PAPAGAIO. Imagem: (search).
Livro-me de comprida espera, pois o ônibus chega primeiro. Alguns passos apressados e lá estou a bordo, cadeiras quase todas ao meu dispor. Nem acredito na esmola grande, mas o carro não estava quebrado e seguiria sim para o meu destino. “Hoje é o dia em que tudo dá certo”, pensei. E o motorista arranca com apenas quatro pessoas. O cabra é daqueles que amam pé em baixo e sai rompendo tudo. Os sinais quase sempre estão em verde, não há passageiros nos pontos e o trânsito está leve. É aí que uma senhora do banco de trás, imediato ao meu, dana-se no uso do celular. Fala alto como se estivesse absolutamente sozinha em sua casa. Presta informações, fala mal de outra pessoa, imita o jeito e a voz da vítima denunciada e não deixa de matraquear um segundo sequer. Em todo o trajeto apenas um novo passageiro sobe, a velocidade continua e o cobrador, coitado, cochila que faz dó. O novo passageiro entrara com um papagaio e, se é proibido não sei. Faz um sinal de bico calado para o bichinho e ele obedece. Basta a papagaia velha de duas pernas.
O Ônibus corre com sua zoada de lata velha.
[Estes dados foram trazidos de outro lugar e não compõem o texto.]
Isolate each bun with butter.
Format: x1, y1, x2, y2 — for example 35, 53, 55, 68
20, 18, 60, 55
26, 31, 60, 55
A mulher não para o badalo. Não fosse o gradeado todo e o cobrador, nos avanços dos cochilos, teria ido ao chão. Um dos passageiros, cabelos brancos, está impassível. Uma senhora lá atrás parece fora do mundo e, os sinais vão abrindo para o motorista. O papagaio quer também dá um cochilo, mas a concorrência não deixa. Finalmente, após várias e várias estações a voz se cala. Olho para o silêncio e vejo a mulher adormecer. Anuncio a descida, deixo o coletivo e a papagaia dorme. Não tenho certeza se a falante irá perder o ponto. Acho que estar descansando para o SEGUNDO TEMPO.